Building on our earlier work on the modulation of visceroception by acute stress and stress mediators (7, 8, 16), we herein aimed to elucidate the putative role of chronic stress in different clinically-relevant facets of normal visceroception. From a large sample of well-characterized healthy men and women that underwent rectal sensitivity testing and repeated painful rectal distensions as part of a larger study (16, 17), we compared individuals with elevated and low perceived chronic stress with respect to sensory and pain thresholds and rectal distension-induced symptom reports of pain and urgency. We hypothesized that individuals with elevated levels of stress would reveal increased sensitivity, as reflected by lower thresholds for graded distensions of the rectum as well as higher pain and urgency ratings in response to individually-calibrated repeated distensions. In addition to analyses of symptom reports based on individual distensions, we also elucidated overall symptom recall based on a retrospective symptom rating. This was accomplished given evidence that retrospective overall symptom ratings may be more susceptible to psychological modulation, especially in patients with IBS (18). Given our interest in visceral pain-related memory effects (8, 19–22), together with evidence supporting the role of reporting bias in IBS (23), we introduced a new “memory bias” measure. This measure was based on the difference between perceptual ratings of individual distensions and retrospective overall ratings, the former being presumably more reflective of sensory-discriminative facts of visceroception, the latter possibly more prone to psychological modulation, both with relevance to collective symptom reporting in experimental and clinical trials as well as clinical practice.

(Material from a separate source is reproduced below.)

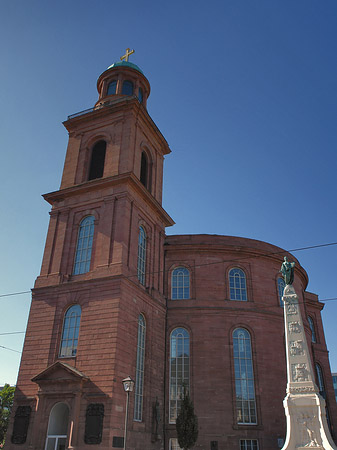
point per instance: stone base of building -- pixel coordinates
(307, 426)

From a well-characterized large sample of young healthy men and women (N = 180; 90 women), tertiles based on the validated Trier Inventory for Chronic Stress (TICS) were identified. The top and bottom tertile were chosen to define participants with low and elevated perceived chronic stress, as detailed below, and included in the current analysis. Participants had been recruited through local advertisements for the primary study on the modulation of placebo and nocebo effects by acute experimental stress (16) or relaxation (17) in visceral pain. They had been informed that the aim of the study would be to investigate psychological mechanisms underlying effects of different drugs on experimentally-induced visceral symptoms. Of note, all measures included in the current analyses were assessed prior to randomization of participants for subsequent experimental manipulations. They served as baseline measures in the primary studies, and observations reported herein were therefore independent of subsequent manipulations. Participants were excluded according to the following criteria: age < 18 or > 65 years, body mass index (BMI) < 18 or > 30, a history of or acute medical and psychiatric conditions and current medication use except for hormonal contraceptives, thyroid medication, and occasional use of over-the-counter pain or allergy medication. Moreover, subclinical gastrointestinal (GI) symptoms experienced during a 3 month period preceding study participation were measured using a standardized in-house questionnaire (24). As in our prior studies (19, 21, 24) a cut-off score of 11 was used as an indicator of a putative undiagnosed gastrointestinal condition, which led to exclusion from study participation. Only women using hormonal contraception were included and pregnancy was ruled out on the study day with a commercially available urinary test. All participants underwent a physical examination to exclude perianal tissue damage (e.g., fissures or painful hemorrhoids), which might interfere with the experimental procedure. Participants gave written informed consent and received 200€ for their participation. The study protocol was approved by the local ethics committee (protocol number 13-5565-BO) and followed the provisions of the Declaration of Helsinki.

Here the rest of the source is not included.